Presenting the budget for the next financial year on Saturday, Finance Minister Nirmala Sitharaman announced the fiscal deficit for the current fiscal will be 3.8 per cent, which is higher than the earlier estimated 3.3 per cent.
“The fiscal slippage announced in the government’s new FY21 budget is modest relative to its previous targets, and is consistent with our expectations when we affirmed India’s ‘BBB-‘ rating with a Stable Outlook last December, given slowing growth momentum”, said Thomas Rookmaaker, Director and Primary Sovereign analyst at Fitch Ratings India.
Rookmaaker said that the new budget targets imply some further postponement of fiscal consolidation, in line with the government’s ambivalent approach to consolidation of the past few years when deficit outturns have typically exceeded budget targets.

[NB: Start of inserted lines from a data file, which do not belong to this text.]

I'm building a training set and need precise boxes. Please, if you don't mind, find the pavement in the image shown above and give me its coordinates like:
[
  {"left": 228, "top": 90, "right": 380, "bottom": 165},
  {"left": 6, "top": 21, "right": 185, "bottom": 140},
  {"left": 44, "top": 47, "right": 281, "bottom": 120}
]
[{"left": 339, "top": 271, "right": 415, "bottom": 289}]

“We project general government debt to remain close to 70 per cent of GDP through FY22. India’s high public debt relative to peers is a rating weakness,” he said.
Fitch also said that the budget does not “materially alter our view on India’s economic growth outlook, which we forecast to pick up to 5.6 per cent in FY21 from 4.6 per cent in FY20. That said, we believe the budget contains some measures which may support GDP growth in the medium-term, including reduced individual income tax rates, some easing of restrictions on foreign portfolio inflows.”
“We view the assumptions in the budget, including nominal growth of 10 per cent and a rise in revenues by 9.2 per cent as broadly credible, although we see risks to the downside.
“In particular, reductions in the corporate tax rate, as previously announced, and new cuts in income tax rates are likely, in our view, to cause tax revenues to fall in the short run, before any potential medium-term benefits materialise; the divestment target appears optimistic, at over three times the estimated realisation in FY20,” it added.